Hippo minimizes resource usage by identifying identical computations and reusing the computation results among multiple hyperparameter optimization trials. There exist a number of systems that reuse computation results to some extent, but none of those systems focus on finding out the same computation between hyper-parameter optimization trials as Hippo does.
Nectar [nectar] enables reusing common DryadLINQ computation within a datacenter, but does not focus on hyper-parameter optimization jobs. Pretzel [pretzel] and Clipper [clipper] reuse computed results for machine learning inference workloads. Another recent work [pipeline-aware-reuse]
attempts to reduce the resource usage of hyper-parameter optimization jobs by caching results in intermediate steps of machine learning pipelines such as data preprocessing and feature extraction. We expect that Hippo can further be improved by incorporating such techniques that optimize different aspects in machine learning systems.
Systems focusing on a specific algorithm
As hyper-parameter optimization algorithms such as ASHA [asha] and PBT [pbt] have been devised to optimize the resource usage on distributed environments, systems to efficiently run those algorithms have been introduced alongside with the algorithms themselves. However, the systems are not generic since each of these systems is specifically designed for executing only a specific algorithm. HyperSched [hypersched] extends ASHA [asha] and supports algorithms similar to ASHA. On the other hand, Hippo targets to support various hyper-parameter optimization algorithms including ASHA [asha], SHA [sha], PBT [pbt], and median-stopping rule [vizier], like other existing hyper-parameter optimization systems do.
Hippo is a hyper-parameter optimization system that removes redundant computation in the training process by breaking down the hyper-parameter sequences into stages, merging common stages to form a tree of stages, and executing a stage once per tree. Hippo is applicable to not only single-study scenarios but also multi-study scenarios. Our evaluations show that Hippo saves GPU-hours and reduces end-to-end training time significantly compared to Ray Tune on multiple models and hyperparameter optimization algorithms.
We thank our colleagues Taebum Kim, Eunji Jeong, Gyeongin Yu, and Won Wook Song for their feedback on this work.

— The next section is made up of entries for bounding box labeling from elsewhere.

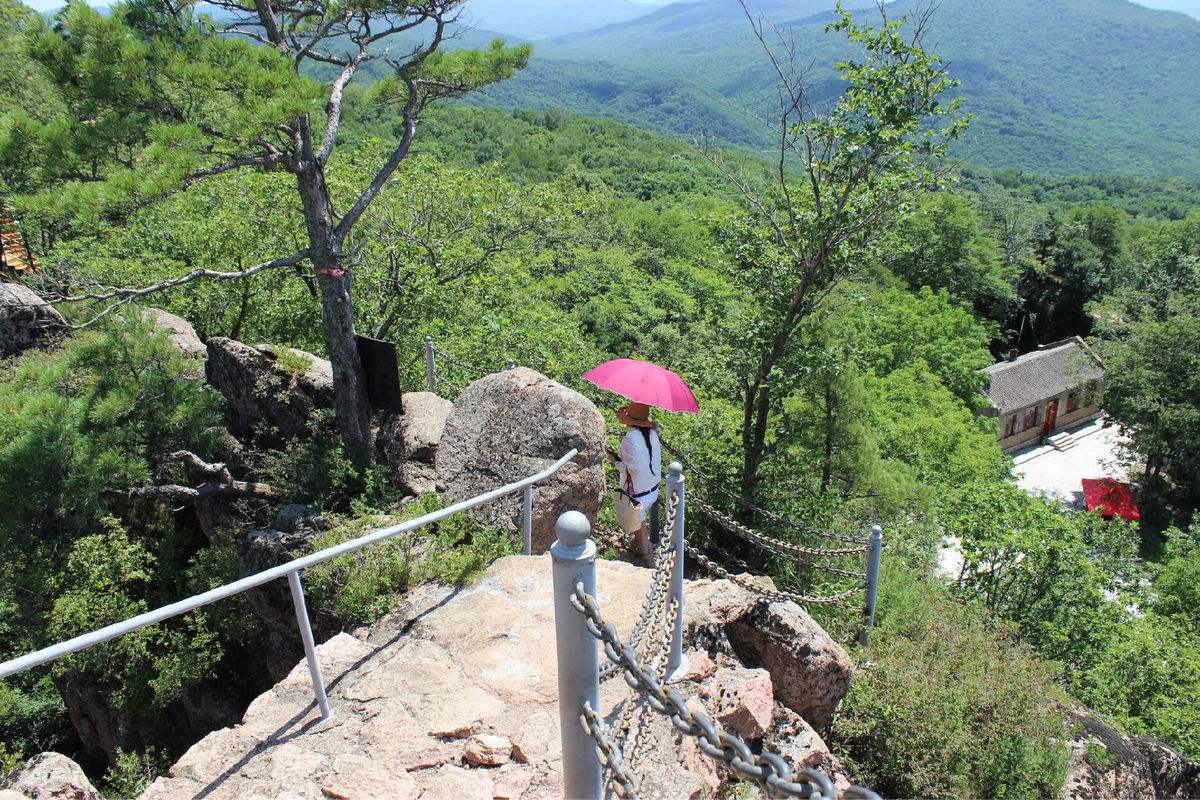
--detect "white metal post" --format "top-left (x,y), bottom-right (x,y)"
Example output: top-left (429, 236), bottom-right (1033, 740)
top-left (667, 461), bottom-right (688, 681)
top-left (288, 570), bottom-right (334, 720)
top-left (550, 511), bottom-right (604, 800)
top-left (858, 525), bottom-right (883, 648)
top-left (521, 483), bottom-right (533, 555)
top-left (425, 336), bottom-right (438, 395)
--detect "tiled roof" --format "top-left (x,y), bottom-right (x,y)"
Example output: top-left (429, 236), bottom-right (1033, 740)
top-left (983, 336), bottom-right (1104, 414)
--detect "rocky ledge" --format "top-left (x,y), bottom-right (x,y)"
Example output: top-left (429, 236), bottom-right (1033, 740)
top-left (131, 557), bottom-right (851, 800)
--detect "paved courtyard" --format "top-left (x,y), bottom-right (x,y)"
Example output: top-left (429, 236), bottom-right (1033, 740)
top-left (1013, 417), bottom-right (1128, 509)
top-left (936, 417), bottom-right (1128, 581)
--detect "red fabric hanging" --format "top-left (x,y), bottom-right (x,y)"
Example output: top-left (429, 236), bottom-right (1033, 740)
top-left (1082, 477), bottom-right (1141, 522)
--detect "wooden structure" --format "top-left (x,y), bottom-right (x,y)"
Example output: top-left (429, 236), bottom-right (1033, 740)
top-left (982, 336), bottom-right (1104, 452)
top-left (0, 212), bottom-right (42, 276)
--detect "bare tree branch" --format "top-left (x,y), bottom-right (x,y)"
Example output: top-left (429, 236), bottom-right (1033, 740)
top-left (50, 248), bottom-right (308, 330)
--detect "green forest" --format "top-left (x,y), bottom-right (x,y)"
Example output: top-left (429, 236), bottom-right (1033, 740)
top-left (0, 0), bottom-right (1200, 798)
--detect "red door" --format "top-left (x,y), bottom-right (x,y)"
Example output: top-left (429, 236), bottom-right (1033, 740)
top-left (1042, 399), bottom-right (1058, 437)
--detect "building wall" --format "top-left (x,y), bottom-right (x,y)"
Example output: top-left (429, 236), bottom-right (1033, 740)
top-left (997, 381), bottom-right (1104, 452)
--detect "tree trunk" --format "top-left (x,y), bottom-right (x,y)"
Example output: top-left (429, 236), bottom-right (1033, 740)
top-left (821, 381), bottom-right (834, 494)
top-left (742, 384), bottom-right (770, 513)
top-left (296, 162), bottom-right (374, 467)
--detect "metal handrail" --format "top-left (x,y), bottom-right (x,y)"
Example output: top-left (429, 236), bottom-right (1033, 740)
top-left (0, 449), bottom-right (578, 686)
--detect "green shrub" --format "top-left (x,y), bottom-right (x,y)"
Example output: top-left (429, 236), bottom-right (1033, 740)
top-left (834, 567), bottom-right (1068, 798)
top-left (305, 494), bottom-right (520, 625)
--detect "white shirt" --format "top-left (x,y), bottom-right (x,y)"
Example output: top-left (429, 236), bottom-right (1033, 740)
top-left (620, 428), bottom-right (662, 496)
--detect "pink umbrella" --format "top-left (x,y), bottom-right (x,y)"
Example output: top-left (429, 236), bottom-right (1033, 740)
top-left (583, 359), bottom-right (700, 414)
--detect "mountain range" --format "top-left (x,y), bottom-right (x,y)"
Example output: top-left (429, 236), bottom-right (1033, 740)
top-left (451, 0), bottom-right (1200, 179)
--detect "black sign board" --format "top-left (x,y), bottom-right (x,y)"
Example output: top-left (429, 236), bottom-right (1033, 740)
top-left (354, 336), bottom-right (404, 414)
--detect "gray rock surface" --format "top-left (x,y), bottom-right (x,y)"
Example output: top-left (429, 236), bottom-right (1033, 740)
top-left (437, 367), bottom-right (605, 553)
top-left (0, 753), bottom-right (101, 800)
top-left (142, 308), bottom-right (209, 359)
top-left (0, 281), bottom-right (67, 359)
top-left (275, 503), bottom-right (329, 534)
top-left (143, 557), bottom-right (854, 800)
top-left (238, 527), bottom-right (337, 680)
top-left (377, 392), bottom-right (454, 494)
top-left (726, 601), bottom-right (854, 730)
top-left (1063, 706), bottom-right (1200, 800)
top-left (205, 337), bottom-right (334, 446)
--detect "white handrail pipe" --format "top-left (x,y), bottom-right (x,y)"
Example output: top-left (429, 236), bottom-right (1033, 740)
top-left (0, 450), bottom-right (578, 678)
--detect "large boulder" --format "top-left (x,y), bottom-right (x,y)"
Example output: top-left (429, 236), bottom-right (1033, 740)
top-left (1063, 706), bottom-right (1200, 800)
top-left (377, 392), bottom-right (454, 494)
top-left (0, 281), bottom-right (67, 359)
top-left (142, 557), bottom-right (841, 800)
top-left (205, 336), bottom-right (334, 446)
top-left (437, 367), bottom-right (605, 553)
top-left (238, 522), bottom-right (340, 680)
top-left (0, 753), bottom-right (101, 800)
top-left (142, 308), bottom-right (209, 359)
top-left (726, 601), bottom-right (854, 730)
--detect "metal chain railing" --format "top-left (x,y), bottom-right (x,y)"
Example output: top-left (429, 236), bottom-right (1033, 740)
top-left (659, 437), bottom-right (866, 545)
top-left (570, 583), bottom-right (878, 800)
top-left (684, 545), bottom-right (866, 608)
top-left (580, 703), bottom-right (637, 800)
top-left (691, 497), bottom-right (871, 558)
top-left (600, 495), bottom-right (679, 682)
top-left (433, 348), bottom-right (497, 375)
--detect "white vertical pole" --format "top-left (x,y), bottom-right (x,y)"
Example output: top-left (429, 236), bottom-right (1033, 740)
top-left (425, 336), bottom-right (438, 395)
top-left (521, 483), bottom-right (533, 555)
top-left (667, 461), bottom-right (688, 681)
top-left (858, 525), bottom-right (883, 648)
top-left (550, 511), bottom-right (604, 800)
top-left (288, 570), bottom-right (334, 720)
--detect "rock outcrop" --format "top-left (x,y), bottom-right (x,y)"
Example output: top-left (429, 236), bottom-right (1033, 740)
top-left (238, 513), bottom-right (337, 680)
top-left (437, 367), bottom-right (605, 553)
top-left (205, 336), bottom-right (334, 446)
top-left (142, 307), bottom-right (209, 360)
top-left (0, 281), bottom-right (67, 359)
top-left (377, 392), bottom-right (454, 494)
top-left (0, 753), bottom-right (101, 800)
top-left (143, 557), bottom-right (846, 800)
top-left (1064, 706), bottom-right (1200, 800)
top-left (726, 594), bottom-right (854, 730)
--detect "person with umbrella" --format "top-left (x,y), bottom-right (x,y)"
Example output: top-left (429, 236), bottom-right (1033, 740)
top-left (608, 403), bottom-right (662, 566)
top-left (583, 359), bottom-right (700, 563)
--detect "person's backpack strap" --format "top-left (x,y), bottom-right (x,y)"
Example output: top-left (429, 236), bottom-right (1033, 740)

This work was supported by the AWS Machine Learning Research Awards (MLRA), the Institute for Information & communications Technology Promotion (IITP) grant funded by the Korea government (MSIT) (No.2015-0-00221, Development of a Unified High-Performance Stack for Diverse Big Data Analytics), the ICT R&D program of MSIT/IITP (No.2017-0-01772, Development of QA systems for Video Story Understanding to pass the Video Turing Test), and Samsung Advanced Institute of Technology.